Después de la pandemia solía visitar a Rolando y Anita en su nueva morada, en la calle 23 de Achumani, casualmente a sólo dos cuadras de una rotonda que lleva el nombre de Alfonso Gumucio Reyes, inaugurada el 17 de octubre de 2014 durante la administración de Luis Revilla, alcalde del Gobierno Autónomo Municipal de La Paz. Rolando estuvo allí, junto a otros amigos cercanos, en aquel acto realizado al cumplirse el 33 aniversario del fallecimiento de mi padre.

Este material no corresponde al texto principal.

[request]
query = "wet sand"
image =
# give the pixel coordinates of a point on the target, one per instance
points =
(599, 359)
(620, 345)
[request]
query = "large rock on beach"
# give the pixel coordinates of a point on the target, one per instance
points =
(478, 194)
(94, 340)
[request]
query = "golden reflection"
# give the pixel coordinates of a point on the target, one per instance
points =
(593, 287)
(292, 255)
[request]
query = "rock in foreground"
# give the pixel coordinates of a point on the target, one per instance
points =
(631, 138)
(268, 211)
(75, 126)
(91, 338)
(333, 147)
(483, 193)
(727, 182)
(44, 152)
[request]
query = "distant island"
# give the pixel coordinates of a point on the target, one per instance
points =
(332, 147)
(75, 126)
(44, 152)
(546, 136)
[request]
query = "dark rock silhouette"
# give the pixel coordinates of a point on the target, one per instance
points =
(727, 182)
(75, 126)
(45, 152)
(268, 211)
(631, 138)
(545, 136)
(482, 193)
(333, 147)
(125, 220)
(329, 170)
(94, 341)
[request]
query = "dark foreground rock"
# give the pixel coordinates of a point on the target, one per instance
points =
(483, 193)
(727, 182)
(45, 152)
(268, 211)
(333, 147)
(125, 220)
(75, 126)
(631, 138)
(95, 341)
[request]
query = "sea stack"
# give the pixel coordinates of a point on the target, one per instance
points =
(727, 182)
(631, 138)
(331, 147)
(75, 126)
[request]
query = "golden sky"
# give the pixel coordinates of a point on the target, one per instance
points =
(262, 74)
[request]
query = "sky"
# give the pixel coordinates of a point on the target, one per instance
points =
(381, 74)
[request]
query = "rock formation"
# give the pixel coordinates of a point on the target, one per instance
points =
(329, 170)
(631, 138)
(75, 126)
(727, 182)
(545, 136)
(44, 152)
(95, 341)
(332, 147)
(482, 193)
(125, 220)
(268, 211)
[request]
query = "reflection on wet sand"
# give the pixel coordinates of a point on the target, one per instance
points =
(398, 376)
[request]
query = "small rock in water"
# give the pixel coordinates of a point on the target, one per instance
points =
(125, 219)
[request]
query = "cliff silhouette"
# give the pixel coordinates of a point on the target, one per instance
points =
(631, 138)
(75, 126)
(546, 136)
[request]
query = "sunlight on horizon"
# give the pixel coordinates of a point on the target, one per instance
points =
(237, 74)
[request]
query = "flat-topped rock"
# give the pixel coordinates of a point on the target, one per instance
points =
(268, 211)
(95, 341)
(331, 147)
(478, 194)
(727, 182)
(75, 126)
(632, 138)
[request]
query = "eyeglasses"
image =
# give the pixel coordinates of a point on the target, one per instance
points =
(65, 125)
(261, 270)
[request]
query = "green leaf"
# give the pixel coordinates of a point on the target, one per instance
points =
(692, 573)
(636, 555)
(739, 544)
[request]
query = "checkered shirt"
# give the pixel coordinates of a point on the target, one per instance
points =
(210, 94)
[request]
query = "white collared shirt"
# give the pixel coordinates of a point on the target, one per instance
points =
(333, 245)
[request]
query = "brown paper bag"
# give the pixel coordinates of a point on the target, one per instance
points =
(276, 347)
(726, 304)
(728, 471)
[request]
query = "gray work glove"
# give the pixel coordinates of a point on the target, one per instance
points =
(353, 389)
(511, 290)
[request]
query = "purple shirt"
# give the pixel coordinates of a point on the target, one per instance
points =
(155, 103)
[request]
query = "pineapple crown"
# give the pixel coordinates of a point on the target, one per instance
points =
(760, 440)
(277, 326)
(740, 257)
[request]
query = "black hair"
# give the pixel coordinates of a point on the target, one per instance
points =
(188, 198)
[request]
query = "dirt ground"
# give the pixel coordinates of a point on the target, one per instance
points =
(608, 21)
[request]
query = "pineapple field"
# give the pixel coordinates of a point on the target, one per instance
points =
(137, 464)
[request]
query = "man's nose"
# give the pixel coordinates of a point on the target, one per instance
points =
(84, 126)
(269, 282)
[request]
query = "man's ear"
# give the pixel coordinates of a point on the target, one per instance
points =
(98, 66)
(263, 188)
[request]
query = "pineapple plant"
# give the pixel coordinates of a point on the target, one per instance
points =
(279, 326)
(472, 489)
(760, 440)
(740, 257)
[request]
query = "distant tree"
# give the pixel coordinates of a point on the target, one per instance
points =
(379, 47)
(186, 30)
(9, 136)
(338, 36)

Cuando visitaba a Rolando salíamos a caminar por el barrio, lo cual le hacía mucho bien, aunque aprovechaba esas caminatas para fumar un par de cigarrillos. Anita trataba de ocultarlos por todos los medios, pero Rolando se daba mañas para tener siempre una cajetilla a mano. Las últimas veces, antes de que comenzara el deterioro severo de su salud, almorcé en su casa coincidiendo con la llegada de su hija Mariana. Las fotos de aquella ocasión tienen una luz especial que refleja la armonía de su hogar.

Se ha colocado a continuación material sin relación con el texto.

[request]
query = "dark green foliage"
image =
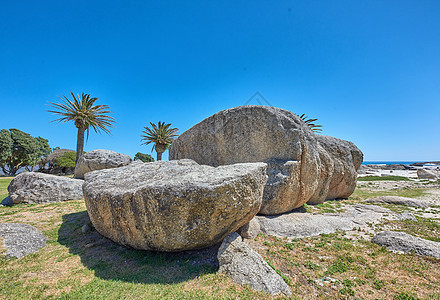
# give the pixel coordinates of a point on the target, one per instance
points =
(143, 157)
(60, 161)
(161, 135)
(19, 149)
(382, 178)
(309, 122)
(67, 160)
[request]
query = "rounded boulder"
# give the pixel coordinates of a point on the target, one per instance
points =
(173, 206)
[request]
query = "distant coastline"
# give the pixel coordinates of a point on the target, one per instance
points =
(393, 162)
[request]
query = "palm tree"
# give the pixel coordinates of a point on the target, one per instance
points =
(84, 114)
(309, 122)
(161, 135)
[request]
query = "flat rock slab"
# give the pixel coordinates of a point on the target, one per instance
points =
(21, 239)
(173, 205)
(33, 187)
(297, 224)
(245, 266)
(100, 159)
(403, 242)
(399, 201)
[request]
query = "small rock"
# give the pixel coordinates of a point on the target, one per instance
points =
(406, 216)
(250, 230)
(7, 201)
(403, 242)
(85, 228)
(399, 201)
(245, 266)
(32, 187)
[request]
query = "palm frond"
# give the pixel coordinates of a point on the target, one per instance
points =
(83, 112)
(309, 122)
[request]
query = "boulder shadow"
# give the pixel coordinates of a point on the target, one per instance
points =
(111, 261)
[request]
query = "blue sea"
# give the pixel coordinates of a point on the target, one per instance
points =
(389, 162)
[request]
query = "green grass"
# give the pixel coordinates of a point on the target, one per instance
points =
(4, 182)
(383, 178)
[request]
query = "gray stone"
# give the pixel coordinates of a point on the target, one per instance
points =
(427, 174)
(7, 201)
(32, 187)
(99, 160)
(245, 266)
(250, 230)
(175, 205)
(303, 167)
(399, 201)
(403, 242)
(297, 224)
(21, 239)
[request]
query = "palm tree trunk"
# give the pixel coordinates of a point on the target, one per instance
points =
(80, 143)
(160, 148)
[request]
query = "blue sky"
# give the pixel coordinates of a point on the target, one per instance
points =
(368, 70)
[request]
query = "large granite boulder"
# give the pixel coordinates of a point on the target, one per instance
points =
(302, 167)
(31, 187)
(98, 160)
(173, 206)
(245, 266)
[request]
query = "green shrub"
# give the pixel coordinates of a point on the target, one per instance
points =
(67, 160)
(143, 157)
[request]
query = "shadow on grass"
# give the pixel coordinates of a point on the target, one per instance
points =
(111, 261)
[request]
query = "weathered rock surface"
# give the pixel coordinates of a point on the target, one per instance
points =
(99, 160)
(403, 242)
(175, 205)
(399, 201)
(250, 230)
(406, 216)
(302, 166)
(297, 224)
(31, 187)
(21, 239)
(427, 174)
(245, 266)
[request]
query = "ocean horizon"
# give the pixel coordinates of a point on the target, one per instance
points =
(369, 162)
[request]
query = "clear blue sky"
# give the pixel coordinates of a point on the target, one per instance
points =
(368, 70)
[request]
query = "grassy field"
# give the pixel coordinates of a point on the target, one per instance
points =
(77, 265)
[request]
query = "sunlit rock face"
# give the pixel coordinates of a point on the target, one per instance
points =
(303, 167)
(173, 206)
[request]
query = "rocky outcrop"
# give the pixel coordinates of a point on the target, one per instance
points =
(21, 239)
(245, 266)
(302, 167)
(31, 187)
(403, 242)
(298, 224)
(428, 174)
(250, 230)
(99, 160)
(399, 201)
(173, 206)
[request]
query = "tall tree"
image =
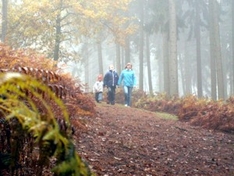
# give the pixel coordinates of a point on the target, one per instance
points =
(4, 19)
(216, 50)
(149, 70)
(141, 45)
(173, 74)
(232, 76)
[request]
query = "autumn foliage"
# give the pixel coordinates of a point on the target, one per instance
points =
(39, 112)
(217, 115)
(44, 69)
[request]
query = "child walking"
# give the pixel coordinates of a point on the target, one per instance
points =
(98, 88)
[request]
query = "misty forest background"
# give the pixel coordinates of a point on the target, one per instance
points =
(177, 47)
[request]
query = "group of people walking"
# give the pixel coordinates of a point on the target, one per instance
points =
(112, 80)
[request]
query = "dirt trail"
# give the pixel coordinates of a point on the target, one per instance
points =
(127, 141)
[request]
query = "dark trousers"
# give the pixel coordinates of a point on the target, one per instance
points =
(111, 94)
(127, 95)
(98, 96)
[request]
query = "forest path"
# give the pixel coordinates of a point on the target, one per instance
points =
(127, 141)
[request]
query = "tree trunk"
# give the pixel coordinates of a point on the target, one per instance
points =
(4, 20)
(198, 51)
(166, 63)
(57, 38)
(216, 48)
(149, 65)
(232, 77)
(141, 47)
(100, 60)
(173, 74)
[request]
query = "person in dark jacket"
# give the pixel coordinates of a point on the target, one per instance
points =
(110, 81)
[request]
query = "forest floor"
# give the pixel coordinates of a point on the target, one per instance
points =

Los dos últimos años fueron muy duros. No tiene sentido hablar de ellos, es mejor recordar a Rolando en pleno uso de sus facultades, lúcido y hablando de nuevos proyectos de libros. Aunque era 18 años mayor que yo (murió a los 92 años), tuvimos siempre una amistad fluida y entrañable. Rolando veía a muy pocos amigos, aparte de la familia, por lo que considero que tuve el privilegio de conversar y pasear con él. Ayer, viernes 15 de noviembre, estuvimos a su lado en la última despedida.